The way this control technique is implemented is by (1) selecting the probabilities predicted for the allowed tokens, (2) placing them in a new distribution of their own through a normalization step, and (3) sampling from that new distribution as if no other token exists, before moving on to generating another token. It’s quite straightforward and infinitely cheaper than fine-tuning or RLHF, but it can be argued not to be that flexible.

A final family of techniques attempts to apply some post-hoc edits to the probability distribution predicted by the model so as to increase the likelihood of following certain patterns. If those are the suggested probabilities for upcoming tokens, let’s perhaps slightly boost the values of positive one-token-completions (e.g. “This movie is amazing/awesome/fantastic”), in an attempt to nudge the whole text into depicting a more positive outlook. Alternatively, we might boost the probabilities (before renormalizing, of course) of micro-completions related in meaning to a given topic, in an attempt to steer the model towards talking about it. Similar to the RL approach, if you can recognize it, you can encourage it. However, this after-the-fact style of reshaping the probability distribution doesn’t touch the model’s weights, while the RL approach is all about actively training the model to further an objective.

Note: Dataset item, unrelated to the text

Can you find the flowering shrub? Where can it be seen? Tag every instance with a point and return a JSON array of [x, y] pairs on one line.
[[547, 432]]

Unfortunately, it seems that directly mutating the probabilities predicted by the model is a bit too brutal, leading to a loss of coherence in the resulting text. It might start frantically regurgitating positive terms or items from a bag of words centered around a topic, therefore having limited usefulness. However, it turns out that if you momentarily follow the gradients of the latest key-value vectors with respect to the given discriminator, you can preserve fluency while still steering the model into a given direction. Unfortunately, this is quite costly at inference time, costlier than just running traditional inference with a static model obtained through fine-tuning or reinforcement learning. Still, a useful tool in our arsenal, especially with some future optimizations.

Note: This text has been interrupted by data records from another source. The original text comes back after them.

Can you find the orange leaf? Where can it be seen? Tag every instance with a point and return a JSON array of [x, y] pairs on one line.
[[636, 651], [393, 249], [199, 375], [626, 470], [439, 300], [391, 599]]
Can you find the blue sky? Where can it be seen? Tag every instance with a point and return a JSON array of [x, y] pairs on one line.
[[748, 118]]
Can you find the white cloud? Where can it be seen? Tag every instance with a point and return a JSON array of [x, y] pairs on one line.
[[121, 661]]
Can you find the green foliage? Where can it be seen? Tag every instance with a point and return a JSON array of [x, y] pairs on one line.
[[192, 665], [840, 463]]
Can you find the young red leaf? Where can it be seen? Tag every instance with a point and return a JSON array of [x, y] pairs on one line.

It’s possible to mix and match the above control techniques in funky ways. As mentioned before, InstructGPT arguably mixes the first three, while dual mixes prompt engineering (for skills), fine-tuning (on the user’s notes), and token pool limits (for slot filling). Could you perhaps conduct argument mining by quoting excerpts from a corpus which are nudged into contradicting a given claim? Could you perhaps use reinforcement learning to tweak a language model to help itself find solutions and answers, forcing a self-play paradigm with an oneironomicon vibe?

Of course, the “surveylet” above includes maybe less than half of all known paradigms for controlling those models, while disregarding maybe 90% of the nuance. “All known paradigms” likely only accounts for a fraction of all possible ways of doing this, if you start following Frank Drake’s pattern. Despite its limitations, I hope you find this synthesis useful in orienting yourself around this niche.